Anágua-de-vénus
Há meses que nos cruzamos, quase todos os dias. Nas últimas semanas tem sido difícil disfarçar a enorme atração que desenvolvemos um pelo outro.
Fascina-me a sua incrível silhueta, gostava de lhe sentir o perfume numa noite quente e húmida de Primavera.
Ganhei coragem e parei para a cumprimentar. Não consegui resistir ao charme e à enorme elegância com que se veste, mesmo estando sempre ali, ao lado da estrada, sem nunca ter para onde ir.
Percebo agora que corteja deliberadamente com todos os que por ali passam, como um incessante apelo.
Tinha urgência em contar a sua história, escolheu-me porque intuiu que talvez seja esse o meu destino. Fez-me sentir tão especial, que não resisto em partilhá-la consigo.
A sua família viveu na América-do-sul durante séculos, em harmonia com o homem, com quem desenvolveu laços sagrados, participando nas cerimónias em que os humanos cultivavam os caminhos da espiritualidade.
Ninguém sabe ao certo como terá começado esta relação, formulam-se hipóteses, gosto cada vez mais da que refere que foram as plantas a ensinar-nos esses caminhos.
As anágua-de-vénus ou trombeta-de-anjo (Brugmansia sp.) são de tal forma sofisticadas, que nem se lhes conhecem os parentes ancestrais, é muito provável que o seu uso cerimonial remonte à pré-história, em toda a região Andina.
Recusa ter sido trazida à força para a Europa. Sempre quis viajar, tinha o sonho de partilhar com a humanidade o seu potencial para nos curar.
Não precisa de sementes, não é o sexo que lhe interessa, gosta da simplicidade e do conforto de ceder um ramo, assegurando que qualquer um de nós a consiga clonar, a partir de uma estaca.
Ensina que não se deve roubar, deve sempre pedir-se uma a quem a cuida. Os conflitos que a humanidade teria evitado se ao menos soubéssemos escutar.
O seu sonho cumpriu-se, pela mão do homem chegou ao mundo inteiro. Hoje é cultivada em grande escala, servindo a indústria farmacêutica com escopolamina.
Um fármaco vulgarmente utilizado para tratar uma lista tremenda de sintomas, como espasmos gastrointestinais, renais ou biliares, náuseas e vómitos pós-operatórios, cólicas intestinais ou em inflamações da conjuntiva e para exames oftálmicos e ainda em endoscopia e radiologia gastrointestinais.
Talvez já tenha tomado Buscopan, um medicamento à venda em todas as farmácias, para aliviar as dores de barriga, produzido a partir da substância ativa da planta.
Nem todas querem ser executivas de sucesso. Basta-lhes estar próximo dos seres humanos, mesmo que num recanto de um simples jardim.

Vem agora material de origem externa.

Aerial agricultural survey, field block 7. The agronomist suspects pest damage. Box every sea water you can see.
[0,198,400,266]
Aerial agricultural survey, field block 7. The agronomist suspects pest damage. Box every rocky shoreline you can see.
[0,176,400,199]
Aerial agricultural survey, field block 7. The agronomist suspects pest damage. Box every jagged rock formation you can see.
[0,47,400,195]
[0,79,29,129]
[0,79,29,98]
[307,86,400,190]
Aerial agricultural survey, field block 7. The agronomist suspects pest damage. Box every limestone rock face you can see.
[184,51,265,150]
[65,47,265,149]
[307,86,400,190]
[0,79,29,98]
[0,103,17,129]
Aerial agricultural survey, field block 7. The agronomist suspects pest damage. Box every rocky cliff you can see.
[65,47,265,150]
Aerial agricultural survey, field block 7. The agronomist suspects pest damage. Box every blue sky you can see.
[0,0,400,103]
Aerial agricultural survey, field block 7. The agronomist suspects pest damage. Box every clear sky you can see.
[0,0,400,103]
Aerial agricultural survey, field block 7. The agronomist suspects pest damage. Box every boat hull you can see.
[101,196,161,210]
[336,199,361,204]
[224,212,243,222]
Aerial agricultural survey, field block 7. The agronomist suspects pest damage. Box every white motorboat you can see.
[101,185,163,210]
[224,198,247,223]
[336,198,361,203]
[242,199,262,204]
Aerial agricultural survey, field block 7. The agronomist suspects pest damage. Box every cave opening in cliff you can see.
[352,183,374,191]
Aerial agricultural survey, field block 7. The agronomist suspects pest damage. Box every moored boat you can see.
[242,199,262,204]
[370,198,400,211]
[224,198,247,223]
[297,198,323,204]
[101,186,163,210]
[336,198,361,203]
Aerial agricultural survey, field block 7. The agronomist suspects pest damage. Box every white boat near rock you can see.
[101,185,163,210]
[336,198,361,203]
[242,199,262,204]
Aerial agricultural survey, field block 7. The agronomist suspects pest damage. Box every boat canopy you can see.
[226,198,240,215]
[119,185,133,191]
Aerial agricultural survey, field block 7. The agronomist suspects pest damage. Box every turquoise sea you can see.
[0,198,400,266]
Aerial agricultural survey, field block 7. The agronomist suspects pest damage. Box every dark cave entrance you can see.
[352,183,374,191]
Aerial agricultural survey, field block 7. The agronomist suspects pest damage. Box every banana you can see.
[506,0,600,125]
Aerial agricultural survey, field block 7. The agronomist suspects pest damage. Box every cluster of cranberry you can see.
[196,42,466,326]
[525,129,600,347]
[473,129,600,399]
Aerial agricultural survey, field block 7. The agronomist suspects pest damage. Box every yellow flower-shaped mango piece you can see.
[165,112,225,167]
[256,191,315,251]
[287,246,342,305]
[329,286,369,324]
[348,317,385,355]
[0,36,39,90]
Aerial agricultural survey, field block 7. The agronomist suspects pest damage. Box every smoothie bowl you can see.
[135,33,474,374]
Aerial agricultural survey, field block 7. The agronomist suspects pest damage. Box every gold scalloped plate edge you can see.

Nas últimas décadas, a humanidade desencadeou uma procura desenfreada pela utilização de substâncias para fins recreativos, manchando a nossa ancestral e sagrada relação com esta maravilhosa planta.
Utilizadas sem qualquer cuidado, respeito ou conhecimento científico, as mesmas substâncias que produzem para nos curar, tem poderosos efeitos alucinogénicos.
É mesmo a mais potente e perigosa planta alucinogénica conhecida pelo homem. Por comparação, o cânhamo (Cannabis sp.) ou a coca (Erythroxylum coca), são quase inofensivas.
Não existe qualquer restrição ao seu cultivo. Um forte indicador de que as leis atuais sobre drogas não são fundamentadas em conhecimento científico.
No nosso país o seu uso indevido já causou intoxicações graves, tendo como sintomas febre e confusão mental, alucinações e delírios agressivos, e em alguns casos, a morte.
Muitas delas vivem num programa de proteção de testemunhas, nos jardins de metade das avós portuguesas. Tal como vivem muitas outras espécies, com potencial semelhante.
O de curar a maioria, quando utilizadas com respeito e conhecimento, o de intoxicar alguns, que não sabem compreender e respeitar a sacralidade da relação entre a natureza e a humanidade.